Paul von Beckendorff von Hindenburg (1847-1934), président de la République de Weimar pendant dix ans, porte la responsabilité d'avoir appelé Hitler au pouvoir.

Élevé dans le culte de la grandeur et de la toute-puissance de l'Allemagne, pur produit de la caste des Junkers, les grands propriétaires terriens de la Prusse, farouchement protestant et méprisant les catholiques et les Autrichiens après leur défaite de Sadowa en 1866, il est divinement tiré de sa retraite au déclenchement de la Grande guerre et entre dans l'histoire à l'âge de 67 ans.

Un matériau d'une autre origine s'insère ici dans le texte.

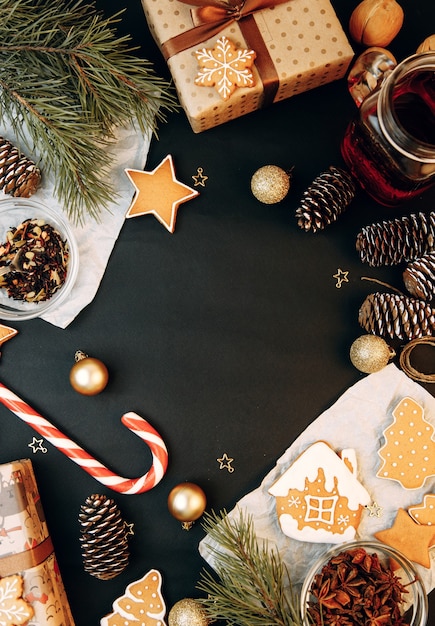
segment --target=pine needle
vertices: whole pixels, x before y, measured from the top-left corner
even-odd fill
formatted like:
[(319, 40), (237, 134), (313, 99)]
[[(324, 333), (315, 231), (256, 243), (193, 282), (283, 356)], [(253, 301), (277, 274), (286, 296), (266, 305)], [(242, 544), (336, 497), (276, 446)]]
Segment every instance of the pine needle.
[(0, 0), (0, 122), (54, 173), (68, 216), (98, 219), (116, 196), (106, 148), (116, 127), (157, 133), (177, 109), (170, 84), (82, 0)]
[(258, 542), (252, 517), (206, 514), (203, 526), (219, 546), (213, 549), (218, 579), (203, 570), (198, 583), (210, 618), (239, 626), (302, 626), (287, 569), (267, 542)]

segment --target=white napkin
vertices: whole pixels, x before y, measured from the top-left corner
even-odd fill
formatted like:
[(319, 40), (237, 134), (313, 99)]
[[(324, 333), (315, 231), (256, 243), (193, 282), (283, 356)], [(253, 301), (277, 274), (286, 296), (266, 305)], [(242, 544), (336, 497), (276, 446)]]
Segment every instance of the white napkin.
[[(32, 158), (25, 147), (17, 143), (10, 127), (0, 128), (0, 134), (20, 147), (26, 156)], [(151, 133), (143, 136), (139, 130), (131, 126), (117, 129), (116, 137), (116, 142), (108, 149), (108, 153), (110, 152), (113, 157), (108, 179), (117, 195), (101, 210), (99, 222), (87, 218), (83, 226), (71, 224), (80, 256), (77, 281), (69, 297), (59, 307), (41, 316), (45, 321), (60, 328), (66, 328), (94, 299), (134, 194), (134, 188), (124, 169), (143, 169), (146, 163)], [(44, 176), (43, 169), (42, 175), (42, 184), (32, 199), (62, 212), (66, 217), (62, 205), (54, 197), (52, 176)]]
[[(373, 539), (374, 533), (390, 528), (399, 508), (405, 510), (423, 501), (423, 496), (435, 493), (435, 478), (427, 479), (421, 489), (406, 490), (398, 482), (376, 477), (381, 466), (378, 450), (383, 444), (383, 431), (391, 423), (391, 411), (406, 396), (424, 408), (424, 417), (435, 427), (435, 398), (421, 385), (412, 381), (394, 364), (370, 374), (350, 387), (329, 409), (324, 411), (292, 443), (265, 476), (261, 485), (247, 494), (229, 513), (238, 520), (240, 509), (252, 516), (257, 538), (266, 540), (276, 549), (288, 568), (292, 583), (300, 585), (311, 565), (331, 544), (308, 543), (290, 539), (281, 531), (275, 511), (275, 498), (268, 493), (271, 485), (293, 461), (312, 443), (323, 440), (340, 452), (353, 448), (358, 461), (358, 479), (374, 502), (383, 508), (381, 517), (363, 512), (358, 527), (359, 539)], [(434, 468), (435, 470), (435, 468)], [(200, 554), (213, 567), (210, 548), (219, 546), (209, 536), (199, 545)], [(431, 568), (416, 565), (426, 591), (435, 586), (435, 551), (431, 553)]]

Dès août 1914, Il a la chance de s'approprier la victoire de Tannenberg contre les Russes, dont les plans ont été conçus par son adjoint Luddendorf et il devient le héros national qui a effacé le désastre de 1410 devant les Chevaliers teutoniques. Devenu généralissime de l'armée allemande en 1916, il se brouillera avec la plupart des autres chefs militaires et commet deux erreurs majeures : il impose la guerre sous-marine à outrance et refuse toute paix de compromis.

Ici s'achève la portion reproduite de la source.